Nulla dies sine linea

16 enero 2011

Tiempo

Era él. ¡Qué me cuelgen si no era él! Después de tantos años, tantos sueños rotos después. Imagínense, aquella foto en blanco y negro, dos críos con los pantalones cortos y los calcetines hasta lamer las rodillas, dos pequeños hombrecitos que jugaban a mantener la espalda recta y a comportarse como tal; esa era la última imagen que tenía de él, y ese es el tipo que tenía enfrente, aquel niño que miraba desafiante a la cámara y lucía una raya en el pelo perfecta era este hombre canoso, con surcos alrededor de los ojos y barba poblada que hablaba de cuentas en bancos y cuentas pendientes.
Me contó que tras muchos años de enamorarse alternativamente y llorar por ello, se casó con la primera que había olvidado, cuando la encontró por casualidad en una conferencia de seguros y descubrió que aunque acostumbran a ir parejos el tiempo y el olvido no son en ocasiones cosas que se llevan bien.
También me dijo que había estado subido en el euro por un tiempo y que luego cayó con la misma facilidad que antes descolgaba el teléfono para reservar habitación de hotel y cava.
Pero sobre todo me habló del tiempo. Bebiendo sendos Gin tonics de media tarde y sentados con más desidia que interés me habló de aquello que pasa sin ningún tipo de medio para detenerlo. De que nos convertimos, no ya en jóvenes sino en seres maduros y encorvados, intentando disfurtar de los momentos que nos ofrece la delicia de la rutina.
A pesar de que ignoraba que jamás atendí a consejos y aceptaba con deportividad mi propia derrota, dijo que era cruel y ambicioso, que el tiempo nos marca y antes de que nos demos cuenta tenemos demasiado a la popa, infinito, lejano, fuente sólo de recuerdos y lamentos.
Aquello que nos llenaba de esperanza, un día abres un albúm y te ves joven, con la vista sin dudas, sonriendo altivo a la vida, un cuerpo que cubre con creces la camisa y las expectativas. Y piensas que ese chico que recibía el sol de frente sin inmutarse, sin pestañear, captado por el objetivo por las centurias venideras, está atrapado en un lugar del que nadie regresa, hacia el que nadie retrocede. Y han pasado personas que se han ido con cada golpe, con cada portazo que se escapa con él la ilusión, y se pensaba que era eterno el amor aunque lo único que permanece incorrupto es nuestro propio fin. Y un día eres consciente de que ese final es una fría realidad, cercana e inamovible, que no se detiene ni hace la vista gorda por nadie; quedan tus hijos para un nuevo amanecer.
Me contó, serio y cotidiano, como haciendo repaso de las tareas del día, que cuando creces y te pasas ya de la frontera de la juventud olvidas las promesas que un día hiciste con tanta pasión y rabia, dejas de lado memorias por la propia superviviencia, observas la traición cruel de los años, cediendo la libertad para adquirir seguridad.

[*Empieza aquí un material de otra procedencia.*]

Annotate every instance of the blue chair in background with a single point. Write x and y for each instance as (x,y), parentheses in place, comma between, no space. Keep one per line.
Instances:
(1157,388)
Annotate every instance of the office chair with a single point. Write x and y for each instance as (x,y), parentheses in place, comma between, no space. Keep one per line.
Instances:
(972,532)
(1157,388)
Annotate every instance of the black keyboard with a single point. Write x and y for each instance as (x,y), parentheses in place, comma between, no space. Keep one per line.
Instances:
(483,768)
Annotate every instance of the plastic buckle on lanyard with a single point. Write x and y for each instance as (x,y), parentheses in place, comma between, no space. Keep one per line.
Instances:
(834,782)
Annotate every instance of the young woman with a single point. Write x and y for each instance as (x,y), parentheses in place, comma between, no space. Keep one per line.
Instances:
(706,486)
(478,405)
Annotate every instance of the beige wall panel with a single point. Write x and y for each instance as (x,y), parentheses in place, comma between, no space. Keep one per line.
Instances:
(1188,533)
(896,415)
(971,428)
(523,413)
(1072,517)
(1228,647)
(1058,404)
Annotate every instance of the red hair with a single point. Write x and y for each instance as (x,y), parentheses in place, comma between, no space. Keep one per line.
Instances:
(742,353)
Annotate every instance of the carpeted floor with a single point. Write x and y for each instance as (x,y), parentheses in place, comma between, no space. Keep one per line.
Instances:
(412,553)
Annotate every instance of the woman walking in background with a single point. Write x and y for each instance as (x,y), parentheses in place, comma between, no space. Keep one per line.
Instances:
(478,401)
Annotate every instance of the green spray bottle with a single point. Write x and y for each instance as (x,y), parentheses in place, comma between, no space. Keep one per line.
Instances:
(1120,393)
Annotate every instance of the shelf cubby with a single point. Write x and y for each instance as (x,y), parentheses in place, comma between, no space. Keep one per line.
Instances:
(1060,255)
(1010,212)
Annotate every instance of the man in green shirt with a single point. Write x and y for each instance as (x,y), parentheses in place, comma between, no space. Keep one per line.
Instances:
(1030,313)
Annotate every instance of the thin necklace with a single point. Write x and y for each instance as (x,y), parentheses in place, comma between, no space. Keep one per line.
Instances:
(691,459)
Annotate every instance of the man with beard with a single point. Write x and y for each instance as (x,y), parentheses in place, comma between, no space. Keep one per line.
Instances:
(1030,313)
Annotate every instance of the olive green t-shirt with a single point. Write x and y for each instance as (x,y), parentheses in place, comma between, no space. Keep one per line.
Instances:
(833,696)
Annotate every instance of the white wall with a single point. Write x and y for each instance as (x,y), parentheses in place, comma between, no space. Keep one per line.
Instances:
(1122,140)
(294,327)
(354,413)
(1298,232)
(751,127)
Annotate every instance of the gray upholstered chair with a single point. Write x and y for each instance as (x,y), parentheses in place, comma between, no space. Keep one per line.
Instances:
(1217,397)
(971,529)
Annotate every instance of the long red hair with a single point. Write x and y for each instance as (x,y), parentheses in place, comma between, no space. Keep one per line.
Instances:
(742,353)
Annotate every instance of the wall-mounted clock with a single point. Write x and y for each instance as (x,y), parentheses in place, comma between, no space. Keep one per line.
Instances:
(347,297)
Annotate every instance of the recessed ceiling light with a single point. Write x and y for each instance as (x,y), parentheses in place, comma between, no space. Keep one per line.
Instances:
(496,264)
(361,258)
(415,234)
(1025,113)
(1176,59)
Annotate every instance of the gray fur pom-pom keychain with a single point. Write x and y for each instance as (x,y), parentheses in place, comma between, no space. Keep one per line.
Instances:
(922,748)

La realidad asesina los sueños porque siempre se impone la practicidad, el yo del día a día.
Ya no hay fuerzas para reconstruir cada piedra que cae, ya no luchas por las ideas de papel que se rompen con la humedad. Y tú te rompes un poco más por dentro, piensas en enterrar el tiempo en que amabas con tanta irracionalidad que eras lo más lúcido a este lado del paraíso.

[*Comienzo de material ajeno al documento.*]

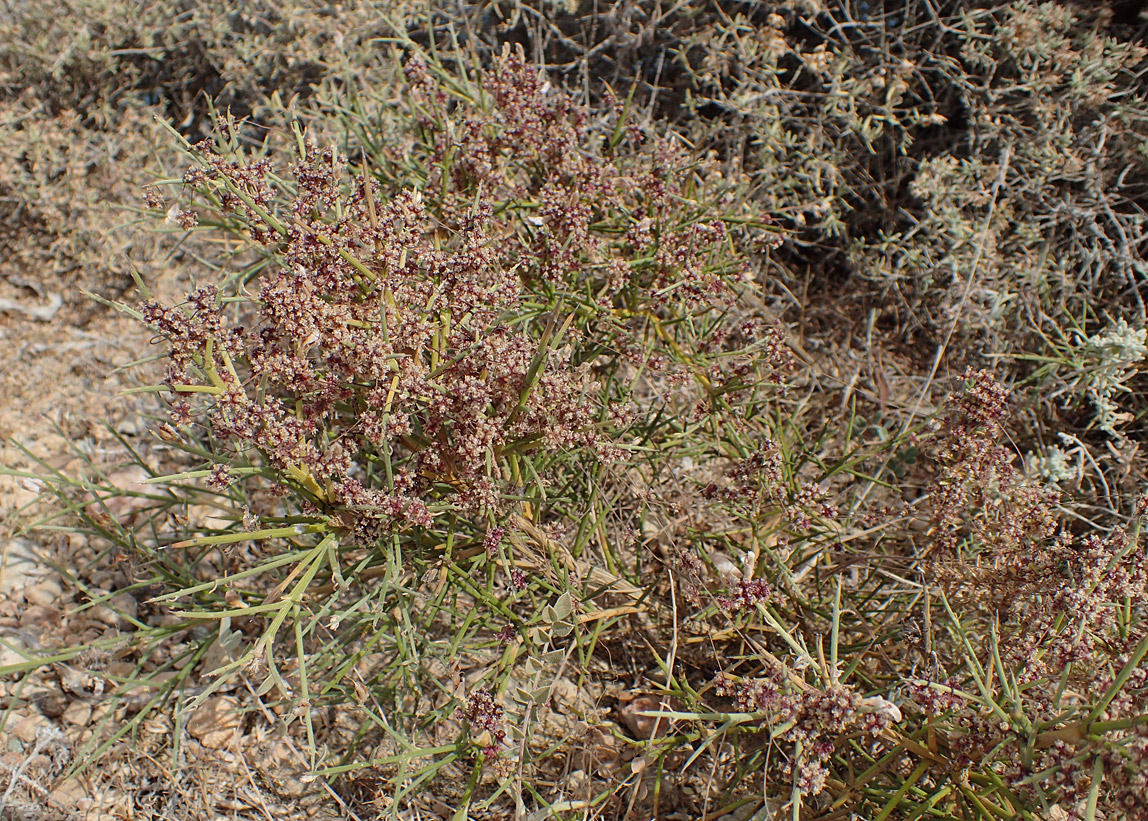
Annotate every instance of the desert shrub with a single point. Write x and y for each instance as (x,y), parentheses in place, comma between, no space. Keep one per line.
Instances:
(487,396)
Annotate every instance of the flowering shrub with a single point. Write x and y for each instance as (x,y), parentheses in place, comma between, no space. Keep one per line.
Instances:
(493,423)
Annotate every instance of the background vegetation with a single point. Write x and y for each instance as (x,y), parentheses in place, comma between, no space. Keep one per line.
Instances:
(576,411)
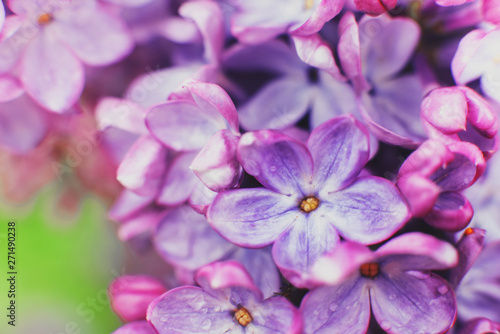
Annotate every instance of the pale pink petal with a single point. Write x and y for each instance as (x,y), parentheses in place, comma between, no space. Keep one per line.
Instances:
(315,52)
(97,37)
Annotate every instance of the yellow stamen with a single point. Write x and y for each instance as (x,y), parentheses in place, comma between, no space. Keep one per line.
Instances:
(309,204)
(44,19)
(369,270)
(243,316)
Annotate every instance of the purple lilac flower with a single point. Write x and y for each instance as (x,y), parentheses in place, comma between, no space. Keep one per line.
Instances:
(372,55)
(226,301)
(485,200)
(394,282)
(432,177)
(481,326)
(454,114)
(136,327)
(185,239)
(476,58)
(49,40)
(312,195)
(23,124)
(375,7)
(478,293)
(130,296)
(301,86)
(257,21)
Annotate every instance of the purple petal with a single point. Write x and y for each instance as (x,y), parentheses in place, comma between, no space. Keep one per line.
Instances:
(315,52)
(225,279)
(211,96)
(253,217)
(128,204)
(349,52)
(410,303)
(393,112)
(143,167)
(374,7)
(341,264)
(23,124)
(97,37)
(279,104)
(416,251)
(445,109)
(122,114)
(343,308)
(277,161)
(209,19)
(179,182)
(480,326)
(276,315)
(340,149)
(131,295)
(324,12)
(296,250)
(451,212)
(51,74)
(331,98)
(216,164)
(10,88)
(184,238)
(469,247)
(260,265)
(183,126)
(154,87)
(189,309)
(138,327)
(468,63)
(368,211)
(140,226)
(390,50)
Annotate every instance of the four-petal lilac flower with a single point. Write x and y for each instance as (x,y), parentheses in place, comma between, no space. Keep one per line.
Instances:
(312,195)
(226,301)
(394,282)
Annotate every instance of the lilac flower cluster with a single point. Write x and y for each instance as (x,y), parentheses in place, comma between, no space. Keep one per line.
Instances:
(299,166)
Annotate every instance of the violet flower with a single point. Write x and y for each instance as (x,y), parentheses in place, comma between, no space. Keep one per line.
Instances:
(23,124)
(130,296)
(49,41)
(136,327)
(226,301)
(476,58)
(302,85)
(432,177)
(480,326)
(394,282)
(458,113)
(372,55)
(185,239)
(312,195)
(478,293)
(254,22)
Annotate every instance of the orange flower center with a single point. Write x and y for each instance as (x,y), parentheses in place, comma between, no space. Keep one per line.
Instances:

No olvides, me dijo clavando la mirada en mí, que el tiempo es un luchador implacable, que el llanto de una herida que jamás se ha cerrado, la de una vida que quedó sin vivir, no es consuelo. No es consuelo el lamento ni la silenciosa desesperación. Nadie te devuelve lo que perdiste por no batallar por ello, nadie recupera por ti el milagro de la luz, te dejas llevar y el tiempo te lleva con él, tranquilo, sin avisarte, te mece en su lecho hasta que no tes das cuenta y estás a veinte años de distancia de donde soñaste ser feliz.